Member of the New South Wales Legislative Council
- In office 23 April 1955 – 5 November 1978

Personal details
- Born: 26 August 1897 Broken Hill, New South Wales
- Died: 8 September 1983 (aged 86) Clifton Gardens, New South Wales
- Party: Liberal Party
- Spouse: Doris Schultz ​(m. 1926)​
- Occupation: Businessman
- Civilian awards: Knight Commander of the Order of St Michael and St George Knight Commander of the Order of the British Empire Grand Cordon of the Order of the Rising Sun (Japan)

Military service
- Allegiance: Australia
- Branch/service: Australian Imperial Force
- Years of service: 1915–1919
- Rank: Sergeant
- Battles/wars: First World War
- Military awards: Meritorious Service Medal

= Edward Warren (politician) =

Australian politician

Sir Edward Emerton Warren, (26 August 1897 – 8 September 1983) was an Australian politician.

Warren was born in Broken Hill to mine manager John Warren. He was educated locally and in North Sydney, and was an office boy in a colliery firm from 1914. From 1915 to 1919 he served in the Australian Imperial Force, being awarded the Meritorious Service Medal. On his return he rejoined the colliery firm, and eventually rose to become general manager in 1945. In 1955 he was the foundation chairman of the Australian Coal Association, serving until 1972.

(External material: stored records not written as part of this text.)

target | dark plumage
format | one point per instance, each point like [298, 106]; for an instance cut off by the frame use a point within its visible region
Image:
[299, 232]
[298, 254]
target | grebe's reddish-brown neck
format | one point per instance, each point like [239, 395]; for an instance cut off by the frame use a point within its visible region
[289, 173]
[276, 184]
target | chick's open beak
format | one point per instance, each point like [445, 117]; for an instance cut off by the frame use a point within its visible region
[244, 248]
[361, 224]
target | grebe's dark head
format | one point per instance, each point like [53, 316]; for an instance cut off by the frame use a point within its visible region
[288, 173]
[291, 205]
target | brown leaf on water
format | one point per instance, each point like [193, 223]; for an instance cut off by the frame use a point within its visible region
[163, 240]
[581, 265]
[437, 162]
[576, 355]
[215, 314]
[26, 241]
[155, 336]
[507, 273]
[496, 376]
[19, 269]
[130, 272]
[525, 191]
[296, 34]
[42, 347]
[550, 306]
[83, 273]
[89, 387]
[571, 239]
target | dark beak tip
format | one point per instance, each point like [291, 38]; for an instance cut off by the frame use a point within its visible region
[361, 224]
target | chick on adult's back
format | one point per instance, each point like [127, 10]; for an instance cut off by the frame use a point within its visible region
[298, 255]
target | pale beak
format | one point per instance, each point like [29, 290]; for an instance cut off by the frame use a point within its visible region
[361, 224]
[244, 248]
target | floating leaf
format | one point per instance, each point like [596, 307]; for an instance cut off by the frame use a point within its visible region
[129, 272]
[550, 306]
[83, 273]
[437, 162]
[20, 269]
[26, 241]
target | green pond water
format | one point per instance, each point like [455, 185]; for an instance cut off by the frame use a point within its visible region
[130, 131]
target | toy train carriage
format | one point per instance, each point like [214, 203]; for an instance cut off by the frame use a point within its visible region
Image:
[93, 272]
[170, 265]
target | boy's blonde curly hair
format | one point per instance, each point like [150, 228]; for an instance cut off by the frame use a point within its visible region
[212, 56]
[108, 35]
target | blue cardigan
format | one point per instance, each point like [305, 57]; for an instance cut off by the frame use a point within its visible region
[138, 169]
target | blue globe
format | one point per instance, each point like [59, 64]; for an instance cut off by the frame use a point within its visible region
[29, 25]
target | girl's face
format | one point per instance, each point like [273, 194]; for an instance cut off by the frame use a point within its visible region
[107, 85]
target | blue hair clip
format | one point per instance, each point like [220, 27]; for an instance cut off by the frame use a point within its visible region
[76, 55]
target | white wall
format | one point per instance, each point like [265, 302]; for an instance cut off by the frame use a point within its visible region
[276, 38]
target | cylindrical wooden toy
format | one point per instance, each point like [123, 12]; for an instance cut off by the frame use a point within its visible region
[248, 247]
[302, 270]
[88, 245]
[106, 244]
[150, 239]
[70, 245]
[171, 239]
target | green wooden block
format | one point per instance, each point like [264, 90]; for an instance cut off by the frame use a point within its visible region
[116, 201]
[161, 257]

From 1955 to 1978 Warren was a Liberal member of the New South Wales Legislative Council. He was appointed a Companion of the Order of St Michael and St George in 1956, a Knight Commander of the Order of the British Empire in 1959, and a Knight Commander of the Order of St Michael and St George in 1969. Warren died at Clifton Gardens in 1983.